About 3,500 cars were produced in Germany as long ago as 1906, but German manufacturers were unable to meet domestic demand completely. This caused Gasmotoren-Fabrik DEUTZ AG in 1907 to undertake an analysis of the motor vehicles market. The hope of finding sufficient sales particularly on the domestic market were thus well founded and the opportunity was gladly seized of recruiting a promising design engineer, one who even brought the complete plans for a vehicle with him: Ettore Bugatti. Bugatti, born on 15 September 1881 in Milan, initially worked in his home city but then moved to Alsace (part of the German Empire in those days) to work for the Maschinenfabrik Grafenstaden under Baron de Diederich. The situation he found there, however, apparently did not offer him the prospect of any great success so he decided to accept a position with Gasmotoren-Fabrik DEUTZ AG in a place then called Cöln-Deutz, because the financial conditions must have been enticing. Bugatti's investigations appear to have produced highly favourable findings, with the result that a contract was signed on 1st September 1907. The four-cylinder in-line four-stroke engine designed by Bugatti with its overhead camshaft driven by a king-shaft and its suspended valves was far ahead of its time. Vehicles were to be built with chain and shaft drive in the Berlin branch works of Gasmotoren-Fabrik DEUTZ AG.
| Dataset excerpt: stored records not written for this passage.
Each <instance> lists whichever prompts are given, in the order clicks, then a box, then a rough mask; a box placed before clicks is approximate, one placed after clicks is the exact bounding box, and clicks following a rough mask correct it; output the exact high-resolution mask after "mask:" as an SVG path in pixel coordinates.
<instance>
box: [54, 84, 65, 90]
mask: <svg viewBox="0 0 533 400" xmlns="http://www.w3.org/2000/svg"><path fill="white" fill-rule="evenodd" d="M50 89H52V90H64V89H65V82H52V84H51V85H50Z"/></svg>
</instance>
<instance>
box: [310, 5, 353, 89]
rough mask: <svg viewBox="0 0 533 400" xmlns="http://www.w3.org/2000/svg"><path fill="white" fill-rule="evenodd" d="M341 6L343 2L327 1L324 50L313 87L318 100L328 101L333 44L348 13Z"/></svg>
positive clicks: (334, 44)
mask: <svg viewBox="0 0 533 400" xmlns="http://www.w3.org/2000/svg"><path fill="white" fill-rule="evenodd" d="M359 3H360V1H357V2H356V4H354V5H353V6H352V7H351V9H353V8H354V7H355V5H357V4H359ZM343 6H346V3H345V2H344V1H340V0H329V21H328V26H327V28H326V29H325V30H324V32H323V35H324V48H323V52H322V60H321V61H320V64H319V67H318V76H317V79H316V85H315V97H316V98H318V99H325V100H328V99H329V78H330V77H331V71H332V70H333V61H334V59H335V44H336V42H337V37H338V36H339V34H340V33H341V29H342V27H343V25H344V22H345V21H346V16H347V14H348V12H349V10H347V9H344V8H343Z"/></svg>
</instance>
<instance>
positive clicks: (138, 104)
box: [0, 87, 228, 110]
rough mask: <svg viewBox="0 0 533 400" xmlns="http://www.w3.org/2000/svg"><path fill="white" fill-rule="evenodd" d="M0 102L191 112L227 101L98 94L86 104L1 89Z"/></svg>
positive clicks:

Co-ordination difficulties between Bugatti and company management, and problems in producing the vehicles economically, led to the contract with Bugatti being terminated in 1909, although it had originally been set to run for five years. Production ceased after only about 50 of these cars had been produced. Car production at DEUTZ was thus fated to become nothing more than a brief episode. Ettore Bugatti set himself up in business in Molsheim. The oval logo formerly used for vehicles produced in Cöln-Deutz with the DEUTZ lettering from then on bore the name of BUGATTI.

Ettore Bugatti died in France on 21 August 1947.